Traditional uses and benefits of Brooklime
- In earlier days the leaves were applied to wounds.
- They are sometimes bruised and put on burns.
- An infusion of the leaves is recommended for impurity of the blood, an ounce of them being infused in a pint of boiling water.
- Brooklime was used for many complaints, including swellings, gout, etc. during fourteenth century.
- Herb was mentioned in the Pharmacopoeia of England and was recommended as an herbal remedy to treat scurvy and Scrofula, a form of tuberculous infection of the lymph nodes mostly in the neck.
- Brooklime was used in folk medicine as an herb to ease painful urination, to treat respiratory ailments such as colds and cough, for loss of appetite, constipation, dysentery, liver ailments and hemorrhoids.

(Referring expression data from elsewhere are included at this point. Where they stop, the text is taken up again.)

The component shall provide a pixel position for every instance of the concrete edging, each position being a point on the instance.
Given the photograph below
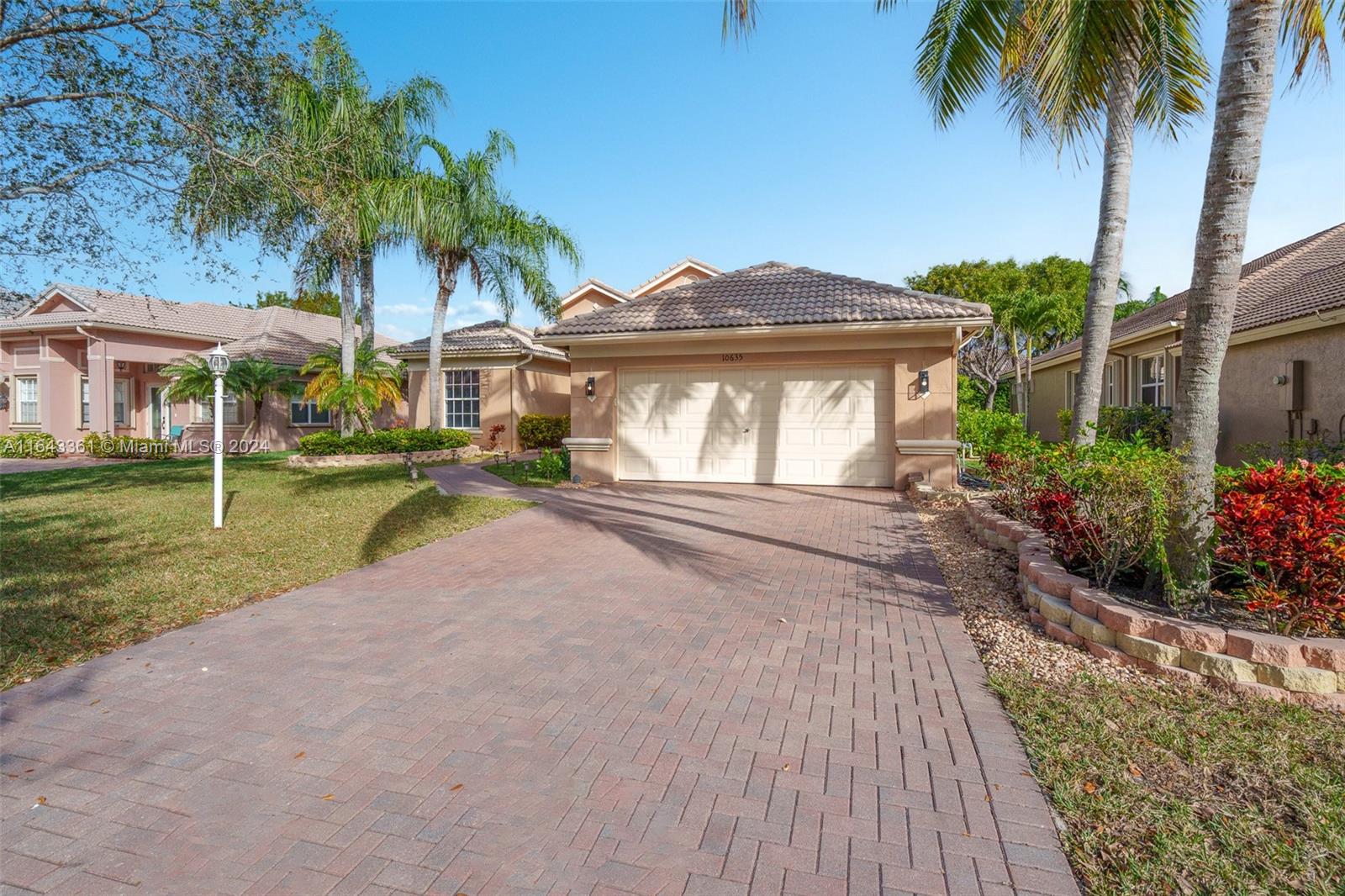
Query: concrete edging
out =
(1302, 670)
(363, 461)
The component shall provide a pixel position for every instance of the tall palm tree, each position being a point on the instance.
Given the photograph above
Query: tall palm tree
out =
(1066, 71)
(358, 397)
(1246, 84)
(309, 179)
(462, 219)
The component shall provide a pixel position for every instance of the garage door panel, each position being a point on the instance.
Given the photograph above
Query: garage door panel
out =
(807, 425)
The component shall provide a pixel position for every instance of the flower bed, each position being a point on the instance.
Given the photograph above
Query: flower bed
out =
(387, 458)
(1304, 670)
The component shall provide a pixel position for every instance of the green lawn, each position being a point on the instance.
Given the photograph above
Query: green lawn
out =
(101, 557)
(1169, 790)
(521, 474)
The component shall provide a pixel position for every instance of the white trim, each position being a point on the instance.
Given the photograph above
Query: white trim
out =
(766, 329)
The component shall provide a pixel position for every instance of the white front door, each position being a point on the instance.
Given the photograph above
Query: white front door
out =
(820, 425)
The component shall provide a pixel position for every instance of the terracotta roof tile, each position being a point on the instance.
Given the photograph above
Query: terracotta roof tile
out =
(1291, 282)
(486, 338)
(771, 293)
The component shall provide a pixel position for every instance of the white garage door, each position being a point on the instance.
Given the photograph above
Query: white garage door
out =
(787, 425)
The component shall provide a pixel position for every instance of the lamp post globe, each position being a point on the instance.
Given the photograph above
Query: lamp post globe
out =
(219, 361)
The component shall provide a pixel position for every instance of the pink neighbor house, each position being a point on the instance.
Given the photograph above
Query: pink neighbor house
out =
(81, 360)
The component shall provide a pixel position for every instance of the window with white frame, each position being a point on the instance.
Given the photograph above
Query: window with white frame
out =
(120, 407)
(306, 414)
(1152, 376)
(26, 407)
(463, 398)
(233, 410)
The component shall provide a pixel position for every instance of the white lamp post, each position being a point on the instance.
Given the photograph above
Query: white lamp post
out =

- It has been used traditionally to treat atopic eczema, rashes, boils, burns and wounds.
- Whole plant is alterative, antiscorbutic, very mildly diuretic, emenagogue and febrifuge.
- It is of little benefit as a medicinal herb, but has a beneficial laxative effect when included in the diet.
- Leaves are used in the treatment of scurvy, impurity of the blood etc.
- Plant is bruised and applied externally as a politic on burns, ulcers, whitlows, etc.
- Herb is used as an alternative medicine and protects against scurvy, reduces high fever and is emenagogue as well as slightly diuretic increasing the outflow of urine.
- Additionally, when this herb is added to meals, it functions as a purgative.
- Herbalists often prescribe the herb to heal scurvy (a disease caused by shortage of vitamin C) and also to cleanse the blood.
- Herb is pounded and made into a poultice to apply externally to heal sores, burns, whitlows (infectivity of the toe and fingers) and other similar problems.
- Although the brooklime plant’s ability to stop bleeding is not significant, in earlier times, herbal medical practitioners used the herb to heal open wounds.
- It is also used for constipation, liver complaints, dysentery and lung conditions.
- Drug has been reported to be effective against bleeding of the gums.
Ayurvedic Health benefits of brooklime
- Skin: Apply the fresh juice to get relief in chronic skin diseases.
- Gout: Drink the fresh juice of Speedwell 3-4 times a day.
- Sore Throat: Steep 2 tbsp herb in half cup of boiling water for 10 minutes. Gargle with this lukewarm water 2-3 times a day.
- Eczema: Pick the flowering tops of the herb and make a tea. Use as a wash for eczema and other skin diseases.
- Expectorant: Boil the flowering tops of speedwell in some water to make a tea. Drink hot twice a day.
- Dried herb can be used as an herbal tea, usually with other herbs.
- Raw leaves of the herb may be mixed with salads or with watercress, another partially aquatic plant that is used as salads, in soups and for garnishing.
- Leaves of the brooklime plant may also be cooked with along other tasty and aromatic green leafy vegetables.